Governors in both parties said that in the wake of recent terrorist-attack alerts and intelligence warnings of future threats, Congress could not afford to handle President Bush's fiscal 2003 homeland security budget request for $38 billion $3.5 billion of which goes to the states through the snail's pace appropriations process used to finance government programs.
"It should be an emergency appropriations or an emergency supplemental process. Congress should grab it and run with it. We've already had four alerts. We can't afford to sit around waiting for the appropriations committees to act. We don't have time," said Gov. John G. Rowland of Connecticut, the chairman of the Republican Governors Association.
"Ask Americans what is more important to them right now: the campaign finance reform bill or homeland defense? It should be first things first," Mr. Rowland said.
That was the view of more than half a dozen other governors interviewed yesterday who heard a chilling assessment of the continuing terrorist threat to America during the second day of the National Governors Association's four-day winter conference here.
"The states would welcome prompt action by Congress on this. It's now been submitted as part of the president's budget. There's nothing that says that it has to wait until the president's entire budget is passed," said Republican Gov. John Engler of Michigan, chairman of the NGA.
"Given the past practices on the budget, [the governors] may not get their money for more than a year if all goes according to normal schedule. That's a long time to wait. It would be nice to put this on a faster track," Mr. Engler said.
"Washington should make it a higher priority," said the president's brother, Gov. Jeb Bush, Florida Republican.
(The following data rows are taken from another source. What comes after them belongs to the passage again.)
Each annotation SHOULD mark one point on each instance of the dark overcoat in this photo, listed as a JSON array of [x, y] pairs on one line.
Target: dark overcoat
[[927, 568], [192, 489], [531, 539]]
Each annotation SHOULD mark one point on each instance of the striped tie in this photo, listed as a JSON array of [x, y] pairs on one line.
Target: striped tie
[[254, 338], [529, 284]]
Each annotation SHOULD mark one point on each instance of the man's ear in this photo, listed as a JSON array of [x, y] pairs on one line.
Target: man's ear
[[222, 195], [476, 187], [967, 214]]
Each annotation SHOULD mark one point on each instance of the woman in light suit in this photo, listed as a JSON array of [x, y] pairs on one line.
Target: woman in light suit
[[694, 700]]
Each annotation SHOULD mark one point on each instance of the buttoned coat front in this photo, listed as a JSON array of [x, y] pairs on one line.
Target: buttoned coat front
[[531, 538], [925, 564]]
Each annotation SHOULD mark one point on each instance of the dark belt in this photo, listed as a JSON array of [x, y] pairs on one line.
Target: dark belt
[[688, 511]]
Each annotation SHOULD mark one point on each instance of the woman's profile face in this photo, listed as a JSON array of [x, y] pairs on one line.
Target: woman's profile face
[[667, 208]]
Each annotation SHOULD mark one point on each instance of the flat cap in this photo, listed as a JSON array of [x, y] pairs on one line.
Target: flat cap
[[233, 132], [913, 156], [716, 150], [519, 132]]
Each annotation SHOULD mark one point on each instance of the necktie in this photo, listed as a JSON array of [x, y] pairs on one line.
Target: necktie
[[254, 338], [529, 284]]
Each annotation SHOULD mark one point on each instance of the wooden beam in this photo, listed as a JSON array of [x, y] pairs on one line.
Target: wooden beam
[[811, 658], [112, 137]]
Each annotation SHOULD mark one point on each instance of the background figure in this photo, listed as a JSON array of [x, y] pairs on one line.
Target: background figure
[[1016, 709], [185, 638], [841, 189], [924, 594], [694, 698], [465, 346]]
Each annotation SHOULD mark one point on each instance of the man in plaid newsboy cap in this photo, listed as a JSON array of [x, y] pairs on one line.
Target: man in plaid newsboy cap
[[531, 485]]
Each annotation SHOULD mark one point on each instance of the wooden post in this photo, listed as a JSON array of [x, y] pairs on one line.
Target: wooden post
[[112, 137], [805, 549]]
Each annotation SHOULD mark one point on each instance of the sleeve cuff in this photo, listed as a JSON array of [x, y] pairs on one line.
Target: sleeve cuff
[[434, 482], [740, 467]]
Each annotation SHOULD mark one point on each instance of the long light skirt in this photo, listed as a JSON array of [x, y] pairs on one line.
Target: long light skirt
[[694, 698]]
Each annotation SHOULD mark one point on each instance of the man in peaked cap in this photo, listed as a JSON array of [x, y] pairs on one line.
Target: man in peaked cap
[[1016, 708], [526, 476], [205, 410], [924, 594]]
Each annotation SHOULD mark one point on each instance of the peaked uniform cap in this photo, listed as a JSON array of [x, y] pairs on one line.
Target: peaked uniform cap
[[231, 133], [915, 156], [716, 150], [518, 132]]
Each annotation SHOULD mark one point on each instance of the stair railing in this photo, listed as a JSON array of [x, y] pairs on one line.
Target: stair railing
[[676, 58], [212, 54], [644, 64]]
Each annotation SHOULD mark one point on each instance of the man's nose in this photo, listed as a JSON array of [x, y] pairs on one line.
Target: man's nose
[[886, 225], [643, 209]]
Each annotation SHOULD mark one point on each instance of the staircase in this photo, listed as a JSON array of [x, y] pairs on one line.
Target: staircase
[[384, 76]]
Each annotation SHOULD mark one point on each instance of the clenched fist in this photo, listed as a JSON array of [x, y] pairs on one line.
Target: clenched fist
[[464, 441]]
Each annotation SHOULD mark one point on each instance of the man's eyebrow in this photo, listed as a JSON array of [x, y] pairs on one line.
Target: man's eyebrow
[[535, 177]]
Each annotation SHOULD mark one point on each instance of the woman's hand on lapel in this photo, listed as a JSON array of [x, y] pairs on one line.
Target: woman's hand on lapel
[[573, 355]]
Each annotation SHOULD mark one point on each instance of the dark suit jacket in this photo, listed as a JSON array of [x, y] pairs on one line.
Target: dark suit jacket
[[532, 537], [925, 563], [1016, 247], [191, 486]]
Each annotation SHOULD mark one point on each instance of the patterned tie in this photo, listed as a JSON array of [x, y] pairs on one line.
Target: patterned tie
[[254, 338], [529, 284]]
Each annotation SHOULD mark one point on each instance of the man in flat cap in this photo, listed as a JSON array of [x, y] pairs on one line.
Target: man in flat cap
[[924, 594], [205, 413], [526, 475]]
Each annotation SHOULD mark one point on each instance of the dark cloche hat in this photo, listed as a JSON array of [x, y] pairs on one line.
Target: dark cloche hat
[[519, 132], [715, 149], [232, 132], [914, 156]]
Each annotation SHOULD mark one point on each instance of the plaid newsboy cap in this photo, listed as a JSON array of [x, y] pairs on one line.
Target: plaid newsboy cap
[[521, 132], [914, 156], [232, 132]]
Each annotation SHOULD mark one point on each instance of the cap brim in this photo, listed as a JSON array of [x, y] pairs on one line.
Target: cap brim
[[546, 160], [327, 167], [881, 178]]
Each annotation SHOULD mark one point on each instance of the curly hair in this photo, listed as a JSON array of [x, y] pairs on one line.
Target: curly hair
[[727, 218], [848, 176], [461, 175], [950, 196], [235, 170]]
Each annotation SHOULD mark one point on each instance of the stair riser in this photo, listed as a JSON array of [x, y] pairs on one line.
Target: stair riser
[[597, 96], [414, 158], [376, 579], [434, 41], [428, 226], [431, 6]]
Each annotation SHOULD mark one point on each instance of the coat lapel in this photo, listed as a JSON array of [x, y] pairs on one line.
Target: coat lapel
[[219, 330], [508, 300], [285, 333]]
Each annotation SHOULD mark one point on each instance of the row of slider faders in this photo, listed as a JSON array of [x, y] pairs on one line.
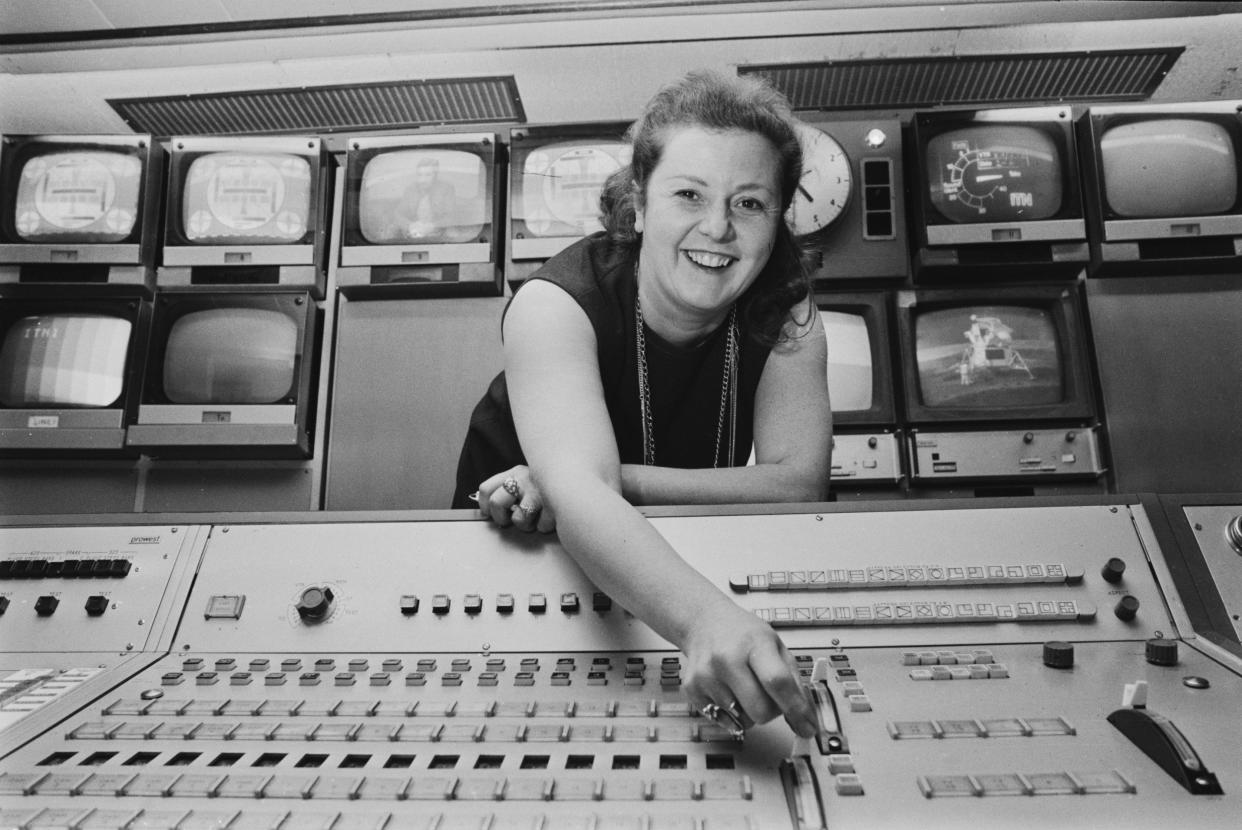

"As one of the states that was attacked on September 11, and with our nation at war, we need to move Congress along on this issue. I would be supportive of anything that will speed the process," said Gov. Mark R. Warner, Virginia Democrat.
Some governors, pointing out that their treasuries were strapped for cash because of the economic slump, said they intend to bring up their financing concerns when they meet with Mr. Bush at the White House today. "I intend to raise this with the president," Mr. Rowland said.
Former Pennsylvania Gov. Tom Ridge, who heads the White House Office of Homeland Security, and Dr. Donald A. Henderson, director of the Office of Public Health Preparedness, briefed the governors on the homeland defense plans.
Mr. Ridge urged his former colleagues "to begin putting together plans" to respond to terrorist threats. He said the governors needed to work closely with local officials as "the first responders."
Mr. Ridge also said that the White House would soon be announcing a new national alert system to share information with state and local officials about future threats. "We have to do a better job of information sharing. We're going to do a better job of processing information and getting it down to you," he said.
Biological weapons "worry us most," Dr. Henderson said. "We're concerned that we have people out there with the ability to make large quantities of anthrax."
But when Mr. Rowland asked Mr. Ridge "where is the sense of urgency in the Congress" about the terrorist threat, Mr. Ridge said he did not think "anyone should be concerned. Congress is taking this very seriously."
However, that did not seem to allay gubernatorial complaints that congressional leaders were not giving the homeland security issue the priority it deserves.
"I think Congress should move immediately on this. We need to take the precautionary steps now so that there is never another 9/11," said Republican Gov. Dirk Kempthorne of Idaho.
"This funding should be treated as an insurance policy," said Gov. Tony Knowles, Alaska Democrat. "The sooner the better."